While investors continued to pour faith into the US market, the UK has continued to struggle, with Hargreaves Lansdown reporting that UK funds are less popular than they were three years ago.
See also: Who are the winners (and losers) of the FTSE 100?
Kate Marshall, lead investment analyst for Hargreaves Lansdown, said: “Rewind to three years ago and there are some similarities – there were also a handful of global and US funds and trusts among the most bought. But the UK also had some favour, particularly in mid-sized and dividend-paying companies (via the likes of HSBC FTSE 250 Index and City of London Investment Trust).

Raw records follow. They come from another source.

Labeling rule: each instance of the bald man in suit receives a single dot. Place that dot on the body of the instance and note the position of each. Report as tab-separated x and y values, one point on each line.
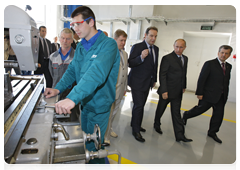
212	90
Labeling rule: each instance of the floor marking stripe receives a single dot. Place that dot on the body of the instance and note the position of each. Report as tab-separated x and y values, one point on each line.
128	163
202	114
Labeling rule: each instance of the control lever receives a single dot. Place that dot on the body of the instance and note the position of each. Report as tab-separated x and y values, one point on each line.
96	137
48	106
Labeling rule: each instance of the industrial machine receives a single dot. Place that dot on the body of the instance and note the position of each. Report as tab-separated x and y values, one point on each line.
35	137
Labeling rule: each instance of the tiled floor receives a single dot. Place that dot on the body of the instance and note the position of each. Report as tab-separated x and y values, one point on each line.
162	152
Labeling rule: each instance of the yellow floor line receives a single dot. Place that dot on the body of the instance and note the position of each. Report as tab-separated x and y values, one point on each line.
202	114
128	163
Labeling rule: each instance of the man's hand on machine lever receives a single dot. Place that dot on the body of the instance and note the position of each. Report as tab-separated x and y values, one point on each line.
64	106
49	92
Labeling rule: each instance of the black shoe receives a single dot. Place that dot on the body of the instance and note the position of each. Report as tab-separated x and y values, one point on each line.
142	129
184	139
184	119
158	129
105	144
138	137
214	136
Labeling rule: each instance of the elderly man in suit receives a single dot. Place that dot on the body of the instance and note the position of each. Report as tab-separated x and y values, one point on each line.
55	44
120	37
143	61
212	90
172	77
45	49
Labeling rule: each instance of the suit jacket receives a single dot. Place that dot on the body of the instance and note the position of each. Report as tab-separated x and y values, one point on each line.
121	85
74	45
41	56
172	75
143	74
54	47
212	82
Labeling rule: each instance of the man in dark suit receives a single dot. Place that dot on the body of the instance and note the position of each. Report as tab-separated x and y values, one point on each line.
143	61
212	90
55	45
43	56
172	77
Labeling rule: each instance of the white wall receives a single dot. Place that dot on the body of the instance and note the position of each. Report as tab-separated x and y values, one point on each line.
167	34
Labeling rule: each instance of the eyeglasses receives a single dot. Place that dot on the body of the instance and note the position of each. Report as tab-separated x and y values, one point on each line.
74	24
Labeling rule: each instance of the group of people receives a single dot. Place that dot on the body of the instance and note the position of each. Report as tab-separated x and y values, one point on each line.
100	66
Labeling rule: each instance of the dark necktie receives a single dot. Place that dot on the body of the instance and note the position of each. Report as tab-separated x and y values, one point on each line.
151	53
180	58
121	57
223	67
46	53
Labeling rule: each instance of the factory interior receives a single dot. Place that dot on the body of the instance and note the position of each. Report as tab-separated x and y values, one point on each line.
37	138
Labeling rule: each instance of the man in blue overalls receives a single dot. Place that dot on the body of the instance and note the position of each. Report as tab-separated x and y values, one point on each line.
95	69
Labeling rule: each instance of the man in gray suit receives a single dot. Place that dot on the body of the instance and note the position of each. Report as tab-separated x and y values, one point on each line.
120	37
173	82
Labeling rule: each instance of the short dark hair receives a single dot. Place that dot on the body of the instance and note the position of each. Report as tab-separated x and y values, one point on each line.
86	12
226	47
41	27
120	32
73	31
180	39
151	28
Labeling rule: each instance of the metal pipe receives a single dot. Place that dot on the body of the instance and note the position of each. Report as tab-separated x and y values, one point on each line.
119	157
10	64
65	134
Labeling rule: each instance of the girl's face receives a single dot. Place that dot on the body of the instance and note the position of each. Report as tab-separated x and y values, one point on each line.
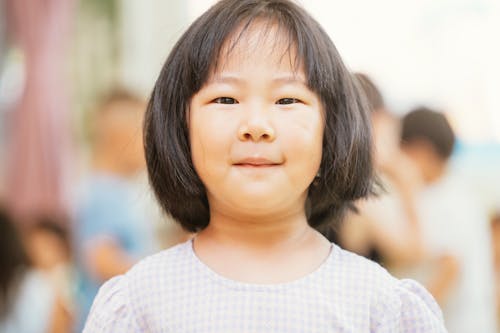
256	130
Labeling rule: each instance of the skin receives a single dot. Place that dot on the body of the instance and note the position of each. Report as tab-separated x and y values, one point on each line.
256	140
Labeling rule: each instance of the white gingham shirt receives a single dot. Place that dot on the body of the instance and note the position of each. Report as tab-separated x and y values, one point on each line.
173	291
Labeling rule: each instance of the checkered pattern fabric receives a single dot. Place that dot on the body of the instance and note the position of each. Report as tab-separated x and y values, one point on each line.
173	291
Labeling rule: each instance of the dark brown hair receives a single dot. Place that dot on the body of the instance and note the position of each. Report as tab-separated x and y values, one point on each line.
346	167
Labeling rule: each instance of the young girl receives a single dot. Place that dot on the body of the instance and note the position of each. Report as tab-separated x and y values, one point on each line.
255	135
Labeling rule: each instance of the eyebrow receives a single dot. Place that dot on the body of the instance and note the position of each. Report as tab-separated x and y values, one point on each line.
284	79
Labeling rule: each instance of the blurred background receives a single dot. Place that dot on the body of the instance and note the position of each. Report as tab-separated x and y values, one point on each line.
74	80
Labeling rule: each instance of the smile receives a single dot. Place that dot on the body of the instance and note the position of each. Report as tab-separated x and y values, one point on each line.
256	163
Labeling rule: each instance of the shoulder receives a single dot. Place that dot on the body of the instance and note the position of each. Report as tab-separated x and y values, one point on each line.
126	302
394	305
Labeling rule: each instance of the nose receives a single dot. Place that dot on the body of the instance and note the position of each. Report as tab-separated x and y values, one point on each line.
256	127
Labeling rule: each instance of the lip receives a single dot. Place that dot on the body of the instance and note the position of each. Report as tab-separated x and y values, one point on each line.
256	162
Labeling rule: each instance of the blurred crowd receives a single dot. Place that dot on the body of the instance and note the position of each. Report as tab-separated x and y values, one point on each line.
429	221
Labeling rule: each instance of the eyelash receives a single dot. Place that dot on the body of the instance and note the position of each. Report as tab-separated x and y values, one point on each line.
230	100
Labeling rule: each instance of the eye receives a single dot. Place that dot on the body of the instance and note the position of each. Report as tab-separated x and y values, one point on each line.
225	100
288	100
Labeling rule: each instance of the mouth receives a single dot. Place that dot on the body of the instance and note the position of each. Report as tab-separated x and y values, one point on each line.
256	163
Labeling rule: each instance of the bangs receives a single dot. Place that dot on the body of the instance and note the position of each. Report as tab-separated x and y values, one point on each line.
293	36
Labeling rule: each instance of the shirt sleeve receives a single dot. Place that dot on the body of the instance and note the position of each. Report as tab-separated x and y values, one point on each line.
410	309
111	310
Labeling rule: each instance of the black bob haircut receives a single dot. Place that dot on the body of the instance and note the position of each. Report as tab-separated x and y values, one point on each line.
346	170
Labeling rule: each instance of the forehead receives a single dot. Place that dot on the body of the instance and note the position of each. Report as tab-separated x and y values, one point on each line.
259	43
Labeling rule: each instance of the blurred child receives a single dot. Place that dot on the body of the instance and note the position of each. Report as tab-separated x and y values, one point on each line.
49	249
28	302
255	134
385	228
454	227
112	229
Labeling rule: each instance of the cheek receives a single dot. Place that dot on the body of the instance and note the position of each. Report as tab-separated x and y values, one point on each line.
306	142
209	139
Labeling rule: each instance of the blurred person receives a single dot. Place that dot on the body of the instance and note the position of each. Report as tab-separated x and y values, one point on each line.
112	230
385	228
454	227
48	247
495	227
28	302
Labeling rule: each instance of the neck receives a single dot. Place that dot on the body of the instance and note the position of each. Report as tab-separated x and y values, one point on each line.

“There’s since been a clear change in the attractiveness of UK assets for investors. Calls for change in UK business investment and economic growth should eventually see money flow back into the UK, and valuations and opportunities for income look attractive. Overall, investors should ensure they maintain exposure to different regions for when the tide turns.”
See also: Portfolio Adviser Spring Congress 2025
The most-bought funds of 2025 have so far included the UBS S&P 500 Index, Legal & General US Index, Legal & General International Index trust, Fidelity Index World, and Legal & General Technology Index trust. Of the top 10 funds purchased by Hargreaves Lansdown clients, six remain the same as 2020.
Investment trusts have seen slightly more turnover across the past five years, with just four of the same companies in the top 10. Scottish Mortgage Investment Trust, which was the best-selling trust in 2020, remains in the top spot in 2025. It is followed by F&C Investment trust and JP Morgan Global Growth & Income.
“Investments in passive funds continue to gain momentum. With a narrow group of companies leading major stockmarkets, like the US, throughout the year, active funds have found it difficult to add value for investors. This has seen many investors turn to passive funds to gain exposure to these areas. Active managers need to demonstrate their flair for stockpicking in a market led by a more diversified range of stocks, but this trend is set to continue in 2025,” Marshall said.
“That said, there are some more niche plays in the most bought investment trusts, like those linked to renewables, such as Greencoat UK Wind, which invests in operating onshore and offshore UK wind farms. Trusts like this could benefit from an increased focus from the government on renewable energy, but they’re also more specialist, which means periods of volatility should be expected.”